When production does start at the company’s premises at Burnside just outside Forfar it will be on a limited basis. Fortunately, social distancing has been made much easier by a recent £300,000 investment in a 1,150sq.m assembly hall.
For reasons of efficiency the hall was designed to have separate work stations, with all the parts for each machine delivered in stillages. The idea was to avoid fitters having to make repeat visits to the store, but it will help in keeping people apart.

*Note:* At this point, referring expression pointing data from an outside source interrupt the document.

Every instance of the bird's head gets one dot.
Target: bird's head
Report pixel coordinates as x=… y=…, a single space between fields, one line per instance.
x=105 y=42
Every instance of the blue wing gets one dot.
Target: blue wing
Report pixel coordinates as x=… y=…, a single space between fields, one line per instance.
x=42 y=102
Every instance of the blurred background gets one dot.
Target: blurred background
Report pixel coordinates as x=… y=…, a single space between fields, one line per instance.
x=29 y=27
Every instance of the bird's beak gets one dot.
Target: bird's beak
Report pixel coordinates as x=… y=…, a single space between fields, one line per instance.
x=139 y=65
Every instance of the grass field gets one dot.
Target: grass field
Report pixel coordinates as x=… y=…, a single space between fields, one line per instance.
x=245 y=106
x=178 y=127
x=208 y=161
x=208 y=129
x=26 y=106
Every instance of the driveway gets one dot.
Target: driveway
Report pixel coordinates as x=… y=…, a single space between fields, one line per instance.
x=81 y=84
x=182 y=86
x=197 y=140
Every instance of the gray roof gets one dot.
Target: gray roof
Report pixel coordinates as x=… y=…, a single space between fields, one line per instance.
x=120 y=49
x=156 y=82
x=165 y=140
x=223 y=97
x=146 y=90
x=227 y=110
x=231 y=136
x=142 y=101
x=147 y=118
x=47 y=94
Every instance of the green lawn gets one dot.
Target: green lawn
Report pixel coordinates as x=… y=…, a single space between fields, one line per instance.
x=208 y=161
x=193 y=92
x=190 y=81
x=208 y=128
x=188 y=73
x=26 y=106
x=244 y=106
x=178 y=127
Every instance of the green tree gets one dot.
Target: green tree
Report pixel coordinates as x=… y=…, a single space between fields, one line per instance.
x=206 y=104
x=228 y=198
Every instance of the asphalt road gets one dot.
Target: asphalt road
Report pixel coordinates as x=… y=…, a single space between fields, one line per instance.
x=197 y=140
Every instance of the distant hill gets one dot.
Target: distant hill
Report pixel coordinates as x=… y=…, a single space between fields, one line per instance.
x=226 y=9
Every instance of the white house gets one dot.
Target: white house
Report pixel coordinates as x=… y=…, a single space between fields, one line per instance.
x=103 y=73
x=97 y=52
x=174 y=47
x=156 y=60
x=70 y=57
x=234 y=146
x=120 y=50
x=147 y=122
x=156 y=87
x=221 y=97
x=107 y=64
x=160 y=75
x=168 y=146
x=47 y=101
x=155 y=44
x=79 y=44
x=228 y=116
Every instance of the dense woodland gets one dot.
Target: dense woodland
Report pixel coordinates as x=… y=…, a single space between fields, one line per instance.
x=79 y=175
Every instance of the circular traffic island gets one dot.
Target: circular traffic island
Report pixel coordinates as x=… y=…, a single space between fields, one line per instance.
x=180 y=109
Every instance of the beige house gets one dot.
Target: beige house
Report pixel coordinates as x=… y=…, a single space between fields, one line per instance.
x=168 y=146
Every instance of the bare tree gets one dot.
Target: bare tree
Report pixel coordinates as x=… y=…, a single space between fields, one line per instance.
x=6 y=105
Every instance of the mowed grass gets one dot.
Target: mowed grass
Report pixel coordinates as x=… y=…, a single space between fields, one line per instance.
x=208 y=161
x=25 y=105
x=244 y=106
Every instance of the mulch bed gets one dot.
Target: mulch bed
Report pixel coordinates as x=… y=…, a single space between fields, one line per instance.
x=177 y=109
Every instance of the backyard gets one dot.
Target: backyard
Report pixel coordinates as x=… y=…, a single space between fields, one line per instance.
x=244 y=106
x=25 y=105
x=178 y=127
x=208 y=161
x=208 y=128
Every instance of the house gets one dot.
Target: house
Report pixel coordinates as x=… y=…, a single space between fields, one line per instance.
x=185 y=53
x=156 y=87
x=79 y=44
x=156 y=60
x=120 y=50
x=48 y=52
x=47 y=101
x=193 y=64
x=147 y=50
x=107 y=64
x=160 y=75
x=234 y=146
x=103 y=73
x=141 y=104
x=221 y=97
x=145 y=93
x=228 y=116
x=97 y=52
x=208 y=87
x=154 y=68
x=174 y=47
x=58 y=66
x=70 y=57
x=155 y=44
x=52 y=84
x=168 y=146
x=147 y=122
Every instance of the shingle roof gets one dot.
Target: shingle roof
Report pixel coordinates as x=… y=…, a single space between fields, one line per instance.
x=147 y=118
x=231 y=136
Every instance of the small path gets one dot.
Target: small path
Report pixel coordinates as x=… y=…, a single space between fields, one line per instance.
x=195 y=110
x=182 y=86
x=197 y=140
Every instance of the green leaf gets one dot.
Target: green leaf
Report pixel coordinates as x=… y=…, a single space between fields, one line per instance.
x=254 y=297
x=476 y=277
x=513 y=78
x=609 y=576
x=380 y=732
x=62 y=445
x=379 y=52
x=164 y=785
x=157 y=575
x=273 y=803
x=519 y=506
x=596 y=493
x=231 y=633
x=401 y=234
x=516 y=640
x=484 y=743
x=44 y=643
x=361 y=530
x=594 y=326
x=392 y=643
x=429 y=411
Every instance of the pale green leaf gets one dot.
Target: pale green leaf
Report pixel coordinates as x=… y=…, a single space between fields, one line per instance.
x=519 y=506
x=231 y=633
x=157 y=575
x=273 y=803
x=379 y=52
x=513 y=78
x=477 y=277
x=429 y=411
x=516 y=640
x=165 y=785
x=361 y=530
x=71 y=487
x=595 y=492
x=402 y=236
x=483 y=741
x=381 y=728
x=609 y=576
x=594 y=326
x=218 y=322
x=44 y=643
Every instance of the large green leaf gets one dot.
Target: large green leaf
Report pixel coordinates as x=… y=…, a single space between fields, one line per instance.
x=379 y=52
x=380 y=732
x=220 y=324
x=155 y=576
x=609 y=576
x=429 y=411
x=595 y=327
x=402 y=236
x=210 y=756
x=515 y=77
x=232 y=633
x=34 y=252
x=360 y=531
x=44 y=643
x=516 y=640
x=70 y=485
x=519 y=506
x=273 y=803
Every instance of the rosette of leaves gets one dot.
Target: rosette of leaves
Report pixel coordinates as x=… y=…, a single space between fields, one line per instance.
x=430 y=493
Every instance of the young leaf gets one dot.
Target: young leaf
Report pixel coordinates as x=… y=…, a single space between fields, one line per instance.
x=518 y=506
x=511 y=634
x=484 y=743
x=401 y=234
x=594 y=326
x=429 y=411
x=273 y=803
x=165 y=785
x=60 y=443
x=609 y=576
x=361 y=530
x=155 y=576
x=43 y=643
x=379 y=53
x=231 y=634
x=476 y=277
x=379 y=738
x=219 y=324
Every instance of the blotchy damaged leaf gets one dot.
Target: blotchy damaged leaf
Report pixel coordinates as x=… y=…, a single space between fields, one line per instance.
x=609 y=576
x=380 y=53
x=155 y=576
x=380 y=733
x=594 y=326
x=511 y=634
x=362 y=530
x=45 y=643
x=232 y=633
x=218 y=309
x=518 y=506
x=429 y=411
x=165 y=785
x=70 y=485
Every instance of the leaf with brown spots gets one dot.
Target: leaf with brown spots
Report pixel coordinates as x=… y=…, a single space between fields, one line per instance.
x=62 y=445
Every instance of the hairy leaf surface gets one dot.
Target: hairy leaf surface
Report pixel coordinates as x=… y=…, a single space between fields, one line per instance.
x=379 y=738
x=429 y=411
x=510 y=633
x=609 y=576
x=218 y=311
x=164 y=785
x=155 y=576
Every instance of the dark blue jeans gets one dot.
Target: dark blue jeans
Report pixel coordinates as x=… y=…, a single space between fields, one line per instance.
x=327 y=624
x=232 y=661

“But it has still involved a big planning exercise. We have had to take special measures for canteen facilities and toilets to make sure everyone can work safely while observing social distancing. The office staff will all have individual rooms to work from,” says Mr Skea.
His plan is to bring forward next spring season’s build programme of separators, ridgers and bed tillers, which he does have parts for, as a means of keeping the assembly hall busy.
Mr Skea says; “All things told we have managed quite well this spring. It has been an easy planting campaign and a quick one, but the dry weather has made it a hard wearing season on soil engaging parts. Having said that I would not have liked to get through it without my family behind me.”
Employing 50 staff, with 45 working at Burnside, the Scanstone product range was founded on stone and clod separators.
The current range includes three web, four web and five web machines. Bed formers and bed tillers of various widths have been added over the years. The first foray into potato harvesting machinery was with a range of windrowers, which now includes the Patriot harvester.
Scanstone has an annual turnover of about £18m, with just over 50 percent of its output sold into export markets around the world. France and the Scandinavian countries are major customers.
When work does resume on harvest equipment, it will concentrate on windrowers and trailed harvesters. The company’s two-row Patriot RT 1700 harvester is the culmination of a five year development programme which started with a basic machine.
The concept has steadily been developed with the RT 1700 now available as a fully equipped harvester with Dahlman rollers, powered axle and picking table. All functions are controlled through a touch screen intelligent control system which has been developed in-house.